Inoltre, gli impiegati in agricoltura rappresentano il 7,1% dell’occupazione totale, quota tra le maggiori del Nord Italia e superiore al dato medio regionale e nazionale. Ferrara rimane, dunque, una provincia a forte vocazione agricola, peccato però, sottolinea l’associazione, che dal 2010 hanno chiuso oltre duemila aziende – si parla di oltre 3 milioni a livello nazionale – e che la percentuale di aziende condotte giovani under 35 sono una piccola percentuale, appena il 3,1% e, a contrario, gli anziani titolari di un’attività di produzione primaria sono 29 su 100. Uno spaccato che, secondo il presidente di Cia Ferrara, Stefano Calderoni, potrebbe aggravarsi proprio con l’entrata in vigore della nuova politica di incentivi europei che in passato hanno assicurato, almeno in parte, la tenuta del sistema.

L’associazione è preoccupata per un nuovo anno pieno di incertezze sulla distribuzione dei fondi europei della PAC che potrebbe bloccare completamente il ricambio generazionale

“Da anni si sta parlando di un ritorno dei giovani al settore agricolo – spiega Calderoni – dipingendo quadri “bucolici” di vita in campagna che però sono solo eccezioni. In realtà i numeri raccontano una storia diversa: aziende storiche con i conti perennemente in rosso e ragazzi che vorrebbero provarci ma non riescono accedere alla terra o si rendono conto che non c’è marginalità. E ora arriva anche una nuova PAC che non soddisfa minimamente i produttori. Nel corso dei molti incontri organizzati sul territorio per spiegare alle nostre aziende cosa le aspetta quest’anno ho visto molta incertezza e preoccupazione, del tutto giustificate. I fondi europei servono agli Stati per incentivare e garantire la produzione di cibo, che ricordo è un bene primario e hanno sempre avuto un ruolo importante per le aziende che ricevono un premio, una quota per ettaro (i cosiddetti titoli) che aumentavano anche in base al tipo di coltura e alla sua specializzazione.

Senza entrare in un meccanismo di calcolo complesso, basti sapere che dal 2023 il premio sarà pressoché dimezzato e che per arrivare vicino ai livelli di questi anni, l’azienda agricola dovrà impegnarsi per attuare le cosiddette misure ambientali: set-aside ed ecoschemi. Voglio precisare che non siamo contrari alla sostenibilità ma non può essere solo a carico delle aziende. Un esempio: un orticoltore che coltiva sui terreni sabbiosi del Mezzano che richiede la Pac dovrà lasciare il 4% dei terreni a set-aside – la cosiddetta messa a riposo – che entreranno in rotazione e non potranno più essere solo in zone marginali.

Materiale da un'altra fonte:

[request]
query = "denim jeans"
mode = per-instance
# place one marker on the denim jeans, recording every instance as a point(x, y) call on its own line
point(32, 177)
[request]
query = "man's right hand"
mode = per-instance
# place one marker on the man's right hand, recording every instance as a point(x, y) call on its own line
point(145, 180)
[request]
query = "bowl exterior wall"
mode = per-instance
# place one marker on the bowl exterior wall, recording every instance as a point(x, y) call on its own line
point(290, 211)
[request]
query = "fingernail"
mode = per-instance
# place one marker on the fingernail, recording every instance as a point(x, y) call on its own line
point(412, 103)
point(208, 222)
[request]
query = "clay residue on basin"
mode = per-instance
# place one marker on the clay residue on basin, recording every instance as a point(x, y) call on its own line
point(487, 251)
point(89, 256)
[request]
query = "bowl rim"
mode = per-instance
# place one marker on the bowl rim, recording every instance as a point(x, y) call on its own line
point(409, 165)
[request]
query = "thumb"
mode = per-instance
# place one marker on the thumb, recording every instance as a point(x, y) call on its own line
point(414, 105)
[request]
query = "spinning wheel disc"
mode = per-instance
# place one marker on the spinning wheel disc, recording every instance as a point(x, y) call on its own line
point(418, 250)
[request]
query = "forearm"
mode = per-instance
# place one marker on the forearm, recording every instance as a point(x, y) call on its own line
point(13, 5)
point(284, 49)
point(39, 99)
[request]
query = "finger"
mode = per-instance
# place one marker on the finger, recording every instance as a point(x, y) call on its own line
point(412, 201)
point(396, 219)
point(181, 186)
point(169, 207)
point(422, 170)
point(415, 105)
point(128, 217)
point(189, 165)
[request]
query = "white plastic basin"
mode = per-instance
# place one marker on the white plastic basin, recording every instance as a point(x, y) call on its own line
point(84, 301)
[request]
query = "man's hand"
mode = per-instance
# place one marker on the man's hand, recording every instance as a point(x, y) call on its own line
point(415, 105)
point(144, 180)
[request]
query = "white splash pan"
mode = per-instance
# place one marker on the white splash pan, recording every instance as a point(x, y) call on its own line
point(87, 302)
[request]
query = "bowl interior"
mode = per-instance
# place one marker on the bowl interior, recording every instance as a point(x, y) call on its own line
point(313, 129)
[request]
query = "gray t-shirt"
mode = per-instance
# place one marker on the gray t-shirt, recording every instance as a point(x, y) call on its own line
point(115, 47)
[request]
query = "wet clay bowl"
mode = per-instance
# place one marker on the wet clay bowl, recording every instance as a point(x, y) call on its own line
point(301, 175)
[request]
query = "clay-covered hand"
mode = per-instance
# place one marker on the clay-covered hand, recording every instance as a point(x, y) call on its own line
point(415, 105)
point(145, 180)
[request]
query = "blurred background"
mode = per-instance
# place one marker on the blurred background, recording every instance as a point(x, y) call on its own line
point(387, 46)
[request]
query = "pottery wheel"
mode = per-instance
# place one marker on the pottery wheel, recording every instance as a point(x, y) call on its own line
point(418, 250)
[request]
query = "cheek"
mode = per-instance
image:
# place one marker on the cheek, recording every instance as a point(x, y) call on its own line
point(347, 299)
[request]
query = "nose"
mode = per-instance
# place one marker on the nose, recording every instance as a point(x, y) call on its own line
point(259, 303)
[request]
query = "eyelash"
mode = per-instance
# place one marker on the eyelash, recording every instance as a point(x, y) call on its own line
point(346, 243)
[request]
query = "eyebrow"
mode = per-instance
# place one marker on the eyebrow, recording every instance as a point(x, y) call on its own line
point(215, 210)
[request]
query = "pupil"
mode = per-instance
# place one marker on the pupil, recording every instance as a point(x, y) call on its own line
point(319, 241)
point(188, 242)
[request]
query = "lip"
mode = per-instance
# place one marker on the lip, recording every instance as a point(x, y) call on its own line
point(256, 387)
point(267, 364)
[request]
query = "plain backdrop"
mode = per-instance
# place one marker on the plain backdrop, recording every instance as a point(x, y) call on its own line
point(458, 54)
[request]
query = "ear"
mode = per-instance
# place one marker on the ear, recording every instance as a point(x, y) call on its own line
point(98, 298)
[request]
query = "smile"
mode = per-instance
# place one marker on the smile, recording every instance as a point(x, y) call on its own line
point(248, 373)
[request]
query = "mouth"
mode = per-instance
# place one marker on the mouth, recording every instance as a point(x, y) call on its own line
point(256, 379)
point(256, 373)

Oltre a questo, per avere un premio maggiore, dovrà applicare una misura ambientale, (ecoschemi) come quella che prevede di destinare una quota di terreno alle piante impollinatrici. Il risultato è una perdita di superficie coltivabile sulla quale l’agricoltore paga un affitto che per i terreni sabbiosi arriva a 2000 euro all’ettaro, a fronte di un incentivo di 200. Se poi è un giovane agricoltore a decidere di coltivare orticole la situazione diventa insostenibile: un ettaro di terreno vale circa 80 mila euro, l’affitto è oltre i duemila e il neo-agricoltore non ha titoli Pac – quindi si porta a casa quelli dello Stato, che sono 170 euro a ettaro – poi deve fare il set-aside e gli ecoschemi. Magari potrà acquisire qualche agevolazione dai Psr, ma comunque si tratta di condizioni iniziali proibitive che bloccheranno inesorabilmente il ricambio generazionale e avranno un impatto economico enorme anche sulle aziende già avviate, di tutti i comparti.

Recentemente – conclude Calderoni – il commissario Ue all’Agricoltura, Janusz Wojciechowski, visti i dati preoccupanti sulle aziende chiuse negli ultimi dieci anni ha parlato di risorse per la Pac inadeguate, che potrebbero essere riconsiderate tra un anno. E ha affermato che “Per investire sul futuro, le aziende devono essere redditizie”. Ha scoperto l’acqua calda, verrebbe da dire, perché nessuna azienda sana può permettersi di essere perennemente in rosso e di non avere marginalità, come sta capitando da molto, troppo tempo, alle aziende agricole. Quindi la speranza è che dopo un anno che forse in Europa considerano “di prova” ci sia un deciso aumento delle risorse per la Pac e i Piani di Sviluppo Rurale e un sistema di incentivazione che tenga conto delle esigenze di produttività e marginalità delle aziende”.